Affected families, elected officials, advocates and experts have roundly condemned the Trump administration’s announcement to expand its Muslim ban to target primarily Africans. Among the key voices highlighting the damage to our country’s values, interests, and families include:
- Speaker Nancy Pelosi denounced Trump’s new regulation in a statement noting that, “The Trump Administration’s expansion of its outrageous, un-American travel ban threatens our security, our values and the rule of law. The sweeping rule, barring more than 350 million individuals from predominantly African nations from traveling to the United States, is discrimination disguised as policy.”
- Senator Kamala Harris (D-CA) according to the New York Times, “Trump’s travel bans have never been rooted in national security — they’re about discriminating against people of color…They are, without a doubt, rooted in anti-immigrant, white supremacist ideologies.”
- Senator Chris Coons (D-DE) in Washington Post op-ed, “Trump’s expanded travel ban is a grave foreign policy mistake” writes: “Targeting people from countries where, in many cases, democracy is just taking root also makes it even more difficult to promote democratic values, encourage economic development and attract talented students who aspire to study in the United States … This policy has been rightly criticized as an abandonment of U.S. values that tears apart American families, but these examples show that it is also a grave foreign policy mistake.”
- Rep. Sheila Jackson Lee (D-TX), who represents one of the nation’s largest concentrations of Nigerian immigrants and is the Founder and Co-Chair of the Congressional Nigeria Caucus: “We believe in no discrimination in the Constitution on the basis of race, but this administration has stripped and shredded constitutional values. This current president did not consult leadership in Congress on the issue; this is again an abuse of his power and total disrespect of Congress by failing to provide advance notice. There is no doubt terrorists are roaming through some of those countries, but there are also terrorists in Russia and China, and those countries did not receive travel bans. We must push back with major action; we don’t expect to lay down on this.”
- Rep. Joe Neguse (D-CO), son of Eritrea immigrants, “At the end of the day, in America, immigrants are integral parts of our communities and it is entirely un-American to discriminate against people based on where they come from and how they pray. There is a sense of urgency around this issue and I am willing to take it on.”

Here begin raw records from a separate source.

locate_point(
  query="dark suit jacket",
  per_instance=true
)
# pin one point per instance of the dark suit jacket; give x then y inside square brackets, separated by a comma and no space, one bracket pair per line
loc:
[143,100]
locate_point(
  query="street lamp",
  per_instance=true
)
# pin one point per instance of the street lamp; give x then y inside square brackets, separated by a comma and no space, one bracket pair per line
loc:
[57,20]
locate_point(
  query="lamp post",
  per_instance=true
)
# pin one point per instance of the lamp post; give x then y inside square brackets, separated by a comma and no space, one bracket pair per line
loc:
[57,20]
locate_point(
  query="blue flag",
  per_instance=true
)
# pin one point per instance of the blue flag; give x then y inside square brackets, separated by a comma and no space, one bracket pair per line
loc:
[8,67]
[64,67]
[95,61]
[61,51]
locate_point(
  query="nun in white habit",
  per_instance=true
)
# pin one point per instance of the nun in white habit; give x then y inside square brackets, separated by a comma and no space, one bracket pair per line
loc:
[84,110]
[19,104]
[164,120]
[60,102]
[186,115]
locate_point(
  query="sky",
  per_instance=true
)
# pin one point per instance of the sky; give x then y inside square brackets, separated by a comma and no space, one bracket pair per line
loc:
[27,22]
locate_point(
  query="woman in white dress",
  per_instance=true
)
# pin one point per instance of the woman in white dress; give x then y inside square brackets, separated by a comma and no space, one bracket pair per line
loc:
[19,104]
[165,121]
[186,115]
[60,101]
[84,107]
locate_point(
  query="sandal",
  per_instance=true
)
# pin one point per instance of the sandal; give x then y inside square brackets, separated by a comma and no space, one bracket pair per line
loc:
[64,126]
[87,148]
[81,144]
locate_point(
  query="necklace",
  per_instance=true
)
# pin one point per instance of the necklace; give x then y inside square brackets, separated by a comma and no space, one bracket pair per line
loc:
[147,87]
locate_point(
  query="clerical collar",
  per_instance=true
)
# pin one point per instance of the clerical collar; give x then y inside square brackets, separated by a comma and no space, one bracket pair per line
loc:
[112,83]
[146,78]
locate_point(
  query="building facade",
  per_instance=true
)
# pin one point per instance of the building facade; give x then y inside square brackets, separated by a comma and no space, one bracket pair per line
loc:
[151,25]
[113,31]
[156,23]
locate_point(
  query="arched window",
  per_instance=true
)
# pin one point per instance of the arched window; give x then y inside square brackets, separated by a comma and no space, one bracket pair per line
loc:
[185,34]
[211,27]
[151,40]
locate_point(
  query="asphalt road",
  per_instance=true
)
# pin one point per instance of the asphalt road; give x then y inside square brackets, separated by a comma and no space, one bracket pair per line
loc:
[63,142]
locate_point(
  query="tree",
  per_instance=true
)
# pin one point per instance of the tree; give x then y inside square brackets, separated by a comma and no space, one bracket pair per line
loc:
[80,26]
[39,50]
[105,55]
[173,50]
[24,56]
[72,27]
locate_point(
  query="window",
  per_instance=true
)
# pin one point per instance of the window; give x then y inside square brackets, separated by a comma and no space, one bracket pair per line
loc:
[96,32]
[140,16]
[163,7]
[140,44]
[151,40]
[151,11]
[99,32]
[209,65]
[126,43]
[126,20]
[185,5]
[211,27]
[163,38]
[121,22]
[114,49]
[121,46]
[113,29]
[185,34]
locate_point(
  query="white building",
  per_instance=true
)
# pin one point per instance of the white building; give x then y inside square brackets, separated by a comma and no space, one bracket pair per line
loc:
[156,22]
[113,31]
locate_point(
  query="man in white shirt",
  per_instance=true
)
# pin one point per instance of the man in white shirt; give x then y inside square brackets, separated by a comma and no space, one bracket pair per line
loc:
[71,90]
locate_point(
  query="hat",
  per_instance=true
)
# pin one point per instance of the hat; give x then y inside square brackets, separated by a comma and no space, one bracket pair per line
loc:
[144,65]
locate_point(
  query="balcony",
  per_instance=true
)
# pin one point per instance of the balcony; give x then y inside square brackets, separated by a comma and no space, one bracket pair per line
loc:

- Farhana Khera, Executive Director of Muslim Advocates, in an interview in PBS Newshour, “…it’s actually ripping families apart. ..where literally tens of thousands of Americans are hurting today because they are not being allowed to be reunited with their family members and their loved ones….it’s not rooted in any kind of national security justification at all. The — we have not yet seen the administration really kind of justify or explain exactly how banning babies and grandmothers makes us safer.”
- Patrice Lawrence, a co-director of UndocuBlack Network, “The reasons keep changing about why it is that the Trump administration wants to keep Black and brown people out. And that’s because there is no honest reason, except for racism and xenophobia. Behind these bans and visa sanctions are real people with real families – facing the pain and uncertainty that family separation brings.”
- Mustafa Jumale, Policy Manager, Black Alliance for Just Immigration (BAJI), said “As a Queer Somali Muslim advocate, this issue hits close to home. Because of the Muslim Ban one of my family members was stuck in Nairobi for almost three years, separated from her husband and children. Her youngest daughter lives with chronic illness. No mother should be so cruelly separated from her children.”
- Amaha Kassa, Executive Director, African Communities Together, “As Africans we’re not unfamiliar with heads of states who consider themselves to be above the law and use tribalism to turn our communities against each other and bolster themselves in power. We won’t sit quietly when it happens.”
- Abraham Zere, a doctoral candidate at the School of Media Arts and Studies at Ohio University originally from Eritrea: “This decision complicates everything and creates fear … If I can’t be reunited with my mother, it nullifies the whole notion of protection and punishes innocent citizens for reasons they had no slightest part in.”
- W. Gyude Moore, a visiting fellow at the Center for Global Development assessed, according to the New York Times, that “With the new expansion, the ban will affect nearly a quarter of the 1.2 billion people on the African continent … potentially taking a heavy toll on African economies — and on America’s image in the region.
- Wa’el Alzayat, chief executive for the Muslim-American civic engagement organization, Emgage: “Already, the ban has ripped countless families apart, and has denied refuge to communities fleeing unimaginable persecution. It is horrific that this rejection of humanity is being expanded.”